Mesmo que a menina me incentivasse a ficar eu não conseguiria, ver ela falando sobre a namorada do pai, me atingiu em cheio. Eu voltaria em outro momento. Mas aquela menina, ela definitivamente tinha algo que eu não sabia explicar. Besteira. Eu vivia assim mesmo, durante anos eu tentava encontrar Johanna e em cada criança que se aproximava de mim eu me enxia de esperanças. Era um castigo. Por fim, saí da casa de Castle como um flash, mas a menina ficou realmente muito cabisbaixa e frustrada com a minha atitude completamente desnecessária. Castle e eu? Nós mal conversamos sorte que conseguimos manter uma fisionomia amigável perto da criança.
Quando eu finalmente estava em casa, o meu telefone tocou e pra minha surpresa, era Castle. Nós não havíamos nos falado desde quando ele descobriu sobre Johanna e alguns minutos após eu me retirar de sua casa, ele me liga?

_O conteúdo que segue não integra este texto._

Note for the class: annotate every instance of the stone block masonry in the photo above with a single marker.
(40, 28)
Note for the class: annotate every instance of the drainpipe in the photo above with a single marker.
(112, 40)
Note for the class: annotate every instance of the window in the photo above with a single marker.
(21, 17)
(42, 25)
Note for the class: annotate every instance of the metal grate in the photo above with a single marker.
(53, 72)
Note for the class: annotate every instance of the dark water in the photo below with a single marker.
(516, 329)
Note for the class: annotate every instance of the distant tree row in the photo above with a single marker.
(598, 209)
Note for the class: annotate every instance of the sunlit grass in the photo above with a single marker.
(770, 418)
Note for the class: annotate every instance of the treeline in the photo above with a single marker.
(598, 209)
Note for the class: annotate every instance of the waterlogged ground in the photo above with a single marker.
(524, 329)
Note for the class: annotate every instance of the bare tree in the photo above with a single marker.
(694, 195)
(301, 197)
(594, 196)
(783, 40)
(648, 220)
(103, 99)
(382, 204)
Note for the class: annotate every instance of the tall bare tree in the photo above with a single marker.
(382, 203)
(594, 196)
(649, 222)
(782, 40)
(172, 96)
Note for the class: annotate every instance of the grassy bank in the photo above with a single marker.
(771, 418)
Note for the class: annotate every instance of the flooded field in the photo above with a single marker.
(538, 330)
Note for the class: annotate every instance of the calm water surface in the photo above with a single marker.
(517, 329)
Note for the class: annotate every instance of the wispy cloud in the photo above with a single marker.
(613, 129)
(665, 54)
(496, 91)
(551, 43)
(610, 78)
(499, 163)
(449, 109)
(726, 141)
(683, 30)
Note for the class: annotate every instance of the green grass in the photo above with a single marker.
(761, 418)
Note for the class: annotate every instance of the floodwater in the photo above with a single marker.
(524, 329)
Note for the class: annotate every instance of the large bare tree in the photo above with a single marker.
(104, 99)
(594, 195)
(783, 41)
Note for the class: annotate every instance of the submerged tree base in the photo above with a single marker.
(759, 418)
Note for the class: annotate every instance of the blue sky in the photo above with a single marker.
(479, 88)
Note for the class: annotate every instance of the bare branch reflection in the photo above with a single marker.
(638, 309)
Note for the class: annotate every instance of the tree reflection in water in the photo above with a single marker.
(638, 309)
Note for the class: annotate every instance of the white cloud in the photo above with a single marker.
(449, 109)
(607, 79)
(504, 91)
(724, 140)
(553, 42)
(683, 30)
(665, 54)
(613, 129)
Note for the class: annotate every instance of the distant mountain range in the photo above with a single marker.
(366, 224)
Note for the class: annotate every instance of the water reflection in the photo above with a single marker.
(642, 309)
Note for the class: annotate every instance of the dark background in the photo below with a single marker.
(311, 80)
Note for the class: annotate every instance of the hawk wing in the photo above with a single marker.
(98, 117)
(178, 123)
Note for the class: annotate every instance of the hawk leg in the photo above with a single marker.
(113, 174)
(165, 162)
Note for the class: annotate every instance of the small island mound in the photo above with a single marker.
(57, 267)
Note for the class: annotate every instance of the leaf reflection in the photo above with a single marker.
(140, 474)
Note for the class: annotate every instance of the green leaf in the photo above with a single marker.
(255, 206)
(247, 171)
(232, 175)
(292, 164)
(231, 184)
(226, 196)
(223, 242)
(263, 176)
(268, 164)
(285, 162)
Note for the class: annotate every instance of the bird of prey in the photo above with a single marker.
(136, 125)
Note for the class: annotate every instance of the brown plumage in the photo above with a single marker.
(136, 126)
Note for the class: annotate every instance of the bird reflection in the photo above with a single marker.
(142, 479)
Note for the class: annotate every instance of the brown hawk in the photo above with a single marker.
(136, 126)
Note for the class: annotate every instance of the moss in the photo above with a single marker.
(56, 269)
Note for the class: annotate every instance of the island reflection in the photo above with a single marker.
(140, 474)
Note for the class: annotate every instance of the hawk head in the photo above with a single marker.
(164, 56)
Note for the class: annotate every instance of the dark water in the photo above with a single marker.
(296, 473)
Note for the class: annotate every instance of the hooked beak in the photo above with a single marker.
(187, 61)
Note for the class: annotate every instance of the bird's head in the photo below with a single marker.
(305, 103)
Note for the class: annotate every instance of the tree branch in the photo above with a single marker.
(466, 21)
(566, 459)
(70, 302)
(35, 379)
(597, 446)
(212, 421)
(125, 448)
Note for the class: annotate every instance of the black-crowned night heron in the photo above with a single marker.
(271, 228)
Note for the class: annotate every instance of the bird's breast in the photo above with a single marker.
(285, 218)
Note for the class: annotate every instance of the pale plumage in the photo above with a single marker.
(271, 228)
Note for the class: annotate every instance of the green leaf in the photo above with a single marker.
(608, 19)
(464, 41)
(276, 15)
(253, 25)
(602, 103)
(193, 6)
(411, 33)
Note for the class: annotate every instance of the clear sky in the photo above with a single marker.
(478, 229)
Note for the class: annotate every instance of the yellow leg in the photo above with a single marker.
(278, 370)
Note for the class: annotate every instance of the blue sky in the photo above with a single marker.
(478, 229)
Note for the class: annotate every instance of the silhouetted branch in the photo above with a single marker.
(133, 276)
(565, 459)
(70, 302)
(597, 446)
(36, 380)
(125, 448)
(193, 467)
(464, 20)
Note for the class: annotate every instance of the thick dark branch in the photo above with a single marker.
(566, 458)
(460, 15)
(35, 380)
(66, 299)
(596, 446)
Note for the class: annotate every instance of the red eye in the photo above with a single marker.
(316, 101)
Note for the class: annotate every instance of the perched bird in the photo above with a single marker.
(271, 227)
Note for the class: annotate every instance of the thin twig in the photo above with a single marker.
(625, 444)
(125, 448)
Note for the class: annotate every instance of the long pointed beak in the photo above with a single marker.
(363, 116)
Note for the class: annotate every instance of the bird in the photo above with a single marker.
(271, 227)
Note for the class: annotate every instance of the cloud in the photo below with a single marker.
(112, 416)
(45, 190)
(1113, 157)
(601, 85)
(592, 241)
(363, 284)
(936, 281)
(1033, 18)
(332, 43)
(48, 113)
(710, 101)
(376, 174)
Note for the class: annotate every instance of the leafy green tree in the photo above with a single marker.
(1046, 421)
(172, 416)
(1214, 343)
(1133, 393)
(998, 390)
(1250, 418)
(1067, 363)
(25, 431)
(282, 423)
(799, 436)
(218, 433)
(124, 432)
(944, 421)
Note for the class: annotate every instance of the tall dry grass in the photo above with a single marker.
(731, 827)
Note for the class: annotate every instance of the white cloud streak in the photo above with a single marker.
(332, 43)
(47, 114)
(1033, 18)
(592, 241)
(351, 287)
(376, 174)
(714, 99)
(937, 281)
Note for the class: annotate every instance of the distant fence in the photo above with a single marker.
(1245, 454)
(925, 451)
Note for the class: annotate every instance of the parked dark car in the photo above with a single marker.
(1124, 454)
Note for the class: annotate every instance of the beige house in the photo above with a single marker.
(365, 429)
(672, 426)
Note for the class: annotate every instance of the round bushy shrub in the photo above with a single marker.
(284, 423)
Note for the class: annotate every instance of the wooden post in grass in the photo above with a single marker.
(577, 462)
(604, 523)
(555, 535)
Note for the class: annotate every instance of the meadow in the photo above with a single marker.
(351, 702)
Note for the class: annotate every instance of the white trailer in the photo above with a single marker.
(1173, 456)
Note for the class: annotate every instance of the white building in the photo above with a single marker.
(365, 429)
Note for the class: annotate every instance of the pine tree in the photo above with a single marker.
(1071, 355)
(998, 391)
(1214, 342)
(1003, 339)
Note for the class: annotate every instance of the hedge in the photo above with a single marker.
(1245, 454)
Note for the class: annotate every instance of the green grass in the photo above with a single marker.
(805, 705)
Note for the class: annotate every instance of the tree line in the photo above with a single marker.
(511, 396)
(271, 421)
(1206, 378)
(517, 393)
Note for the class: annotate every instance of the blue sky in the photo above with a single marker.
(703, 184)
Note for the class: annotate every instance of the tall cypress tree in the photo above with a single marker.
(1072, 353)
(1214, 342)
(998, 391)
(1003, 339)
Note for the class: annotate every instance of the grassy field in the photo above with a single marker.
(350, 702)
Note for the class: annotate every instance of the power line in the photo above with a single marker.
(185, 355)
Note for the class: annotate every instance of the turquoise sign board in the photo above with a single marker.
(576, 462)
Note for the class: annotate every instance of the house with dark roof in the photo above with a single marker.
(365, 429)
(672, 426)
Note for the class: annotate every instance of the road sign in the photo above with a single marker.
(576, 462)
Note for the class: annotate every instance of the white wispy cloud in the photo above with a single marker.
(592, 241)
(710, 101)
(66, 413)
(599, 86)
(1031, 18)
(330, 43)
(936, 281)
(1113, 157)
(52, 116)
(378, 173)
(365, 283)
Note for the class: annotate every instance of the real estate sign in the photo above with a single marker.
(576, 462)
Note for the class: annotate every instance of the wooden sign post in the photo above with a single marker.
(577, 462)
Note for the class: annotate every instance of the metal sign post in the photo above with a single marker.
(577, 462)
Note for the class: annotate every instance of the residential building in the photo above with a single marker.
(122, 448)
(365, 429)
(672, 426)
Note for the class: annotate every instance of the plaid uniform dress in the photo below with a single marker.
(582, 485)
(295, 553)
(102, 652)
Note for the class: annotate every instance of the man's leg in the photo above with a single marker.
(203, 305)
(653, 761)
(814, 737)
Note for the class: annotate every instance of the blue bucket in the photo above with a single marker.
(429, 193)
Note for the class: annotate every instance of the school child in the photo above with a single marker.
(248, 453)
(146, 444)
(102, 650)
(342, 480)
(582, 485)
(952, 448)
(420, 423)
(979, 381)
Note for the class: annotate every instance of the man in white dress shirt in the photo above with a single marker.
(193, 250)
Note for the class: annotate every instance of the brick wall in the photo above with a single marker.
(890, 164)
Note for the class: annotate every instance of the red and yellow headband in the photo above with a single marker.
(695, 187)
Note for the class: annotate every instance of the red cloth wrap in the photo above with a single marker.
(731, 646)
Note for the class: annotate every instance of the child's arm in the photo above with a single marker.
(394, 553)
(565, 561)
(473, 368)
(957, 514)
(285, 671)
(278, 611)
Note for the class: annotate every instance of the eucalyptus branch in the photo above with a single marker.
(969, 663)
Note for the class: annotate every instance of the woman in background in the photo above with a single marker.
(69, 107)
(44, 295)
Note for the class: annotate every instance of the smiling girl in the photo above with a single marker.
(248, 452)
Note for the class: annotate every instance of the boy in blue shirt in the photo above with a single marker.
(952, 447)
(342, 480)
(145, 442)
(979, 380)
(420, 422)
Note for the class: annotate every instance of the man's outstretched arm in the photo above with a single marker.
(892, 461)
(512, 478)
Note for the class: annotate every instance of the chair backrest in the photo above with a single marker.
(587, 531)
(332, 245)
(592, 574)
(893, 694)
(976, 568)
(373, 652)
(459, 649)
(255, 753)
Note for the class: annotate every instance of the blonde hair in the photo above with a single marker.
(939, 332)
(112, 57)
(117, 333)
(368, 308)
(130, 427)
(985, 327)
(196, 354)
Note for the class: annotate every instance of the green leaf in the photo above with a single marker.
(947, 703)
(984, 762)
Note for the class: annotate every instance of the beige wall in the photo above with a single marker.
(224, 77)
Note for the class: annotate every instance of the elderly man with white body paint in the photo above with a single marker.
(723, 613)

Era de fato assustador.
Por fim, atendi.
— Kate?
— Castle?
— Isso!
— Está tudo bem?
— Não, eu estive pensando. O que te trouxe até aqui?
— Ao que parece, nada que te afete.
— Kate... — resmungou.
— Tudo bem... — respirei fundo — eu só queria saber se você tinha notícias da nossa filha?
— Da nos... no, no, nossa filha? — gaguejou. Talvez aquilo ainda fosse doloroso pra ele.
— É Castle, da Johanna. Eu procuro por ela desde que voltei a NY, duas semanas depois da nossa — silenciei — separação. Mas parece que os arquivos foram lacrados, é bobagem minha, esquece! — Ia desligar quando ele me chamou.
— Kate, espera...
— Fala Castle
— Você não quer vir aqui em casa? A pequena aqui não parou de perguntar de você, ela está encantada com o seu distintivo.
— Como ela viu? — questionei já entre risos.
— Não me pergunte Kate, essa daqui tem um tato investigativo incrível — nós dois rimos, como se não houvessem magoas ou tristezas. Como se pudéssemos ser amigos e esquecer todo o mal que causamos um ao outro.
— Deve ter puxado a curiosidade do pai. Não nega que é uma Castle.
— Ou da mãe.
— É Castle, eu preciso desligar, assim que der eu passo aí — desliguei sem me prolongar ou dar tempo para ele me importunar falando da mãe dela. Mesmo com todos os meus erros, eu não merecia sofrer ainda mais. Foram anos de busca e anos de tratamento e eu não jogaria tudo por água abaixo. Afinal, quem ele acha que é para tentar entrar no assunto “a mãe”, isso não era nem um pouco justo. Mesmo estando curiosa, sobre como tudo se desenrolou em minha ausência, como ele superou e partiu para outro relacionamento e outro bebê, eu realmente não estava preparada para tantas informações. Aquilo me faria muito mal ouvir detalhes da vida que deveria ser minha e de Jo. Que me foi tirada no dia em que aquele desgraçado entrou em minha casa e atirou em Castle.
Em minha mente, apenas um pensamento me atingia agora: Como Castle havera conseguido o meu número de telefone?